AUA 2016: Selection of TI Patients for Initial Cystectomy - Session Highlights

San Diego, CA USA ( In today’s Society of Urologic Oncology meeting at the AUA, Dr. Sam Chang discussed the selection of T1 patients for initial cystectomy. He began by discussing general factors that impact outcomes for T1 cancer, including patient-related, tumor-related, surgeon-related, and pathologist-related variables.

Quality TURBT is paramount to optimal risk stratification of patients. When muscle is not present or not mentioned in the path report, there is more than a doubling of patients who die of disease compared to those patients in whom muscle is present at TURBT. Re-TURBT for T1 tumors has become more consistently performed, and should be performed if planning bladder conservation. It is associated with improved response rate to BCG, reduces recurrences and under-staging by 20-40%, delays time and decreases rate of progression, and can be predictive of outcomes. Re-TURBT does not, however, guarantee safety: 47% of patients in Vanderbilt’s series were still understaged at the time of cystectomy.

High grade T1 can be considered dangerous, as it is associated with 39% recurrence rate and 20% progression rate at 5 years. Allelic analyses have shown closer relationship between T1 and T2-T4 disease than between T1 and Ta. Molecular markers such as Ki67, P27, and P53 may help predict who has more aggressive disease within T1 tumors.

Cystectomy is curative, with 92% OS and 83% RFS for T1 disease at 5 years, and survival is better when cystectomy is performed early rather than late (90% 5 year survival if performed within 3 months of diagnosis vs 50% if delayed). EORTC predictors of progression include stage, focality, CIS, primary vs recurrent disease, size, and grade. Within T1 disease, important prognostic factors include presence of T1 at re-TUR, T1 substaging, LVI, and histologic variants.

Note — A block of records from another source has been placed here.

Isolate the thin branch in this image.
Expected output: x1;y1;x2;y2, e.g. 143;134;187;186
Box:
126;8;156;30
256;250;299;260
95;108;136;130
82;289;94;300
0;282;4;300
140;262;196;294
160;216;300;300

Regarding substaging, rates of progression increase with depth of penetration: progression rates are 6%, 33%, and 55% for T1a, T1b, and T1c disease, respectively. Martin-Doyle and colleagues found that depth of T1 disease is the strongest predictive factor of survival and progression. Studies that examined the impact of extent of invasion have found a difference between microinvasive vs extensive invasive disease; a 1.5mm depth cutoff was first described with Cheng and colleagues (JCO 1999), and more recent data suggests that a 1mm cutoff is associated with increased risk of progression. LVI similarly can be prognostic of outcomes, including recurrence (HR =2.19) and stage progression (HR =3.76; Fukomoto et al, BMC Urol 2016). LVI is important even after cystectomy for pT1 N0 disease, as RFS is worse in LVI+ patients.

LVI and T1 substaging may be difficult though as pathologic issues abound. These include poor orientation due to tangential sectioning, thermal injury, inflammatory response, nested variants mimicking Von Brunn’s nests, and confusion between a prominent muscularis mucosa and muscularis propria.

Dr. Chang concluded that, ultimately, timely cystectomy should be offered to select patients. Absolute requirements are operative candidates and those with endoscopically unresectable tumors. Patients who should undergo cystectomy are those with histologic variants. Those with multiple risk factors, including LVI, deep invasion, CIS, and heavy disease burden should be encouraged to undergo timely cystectomy.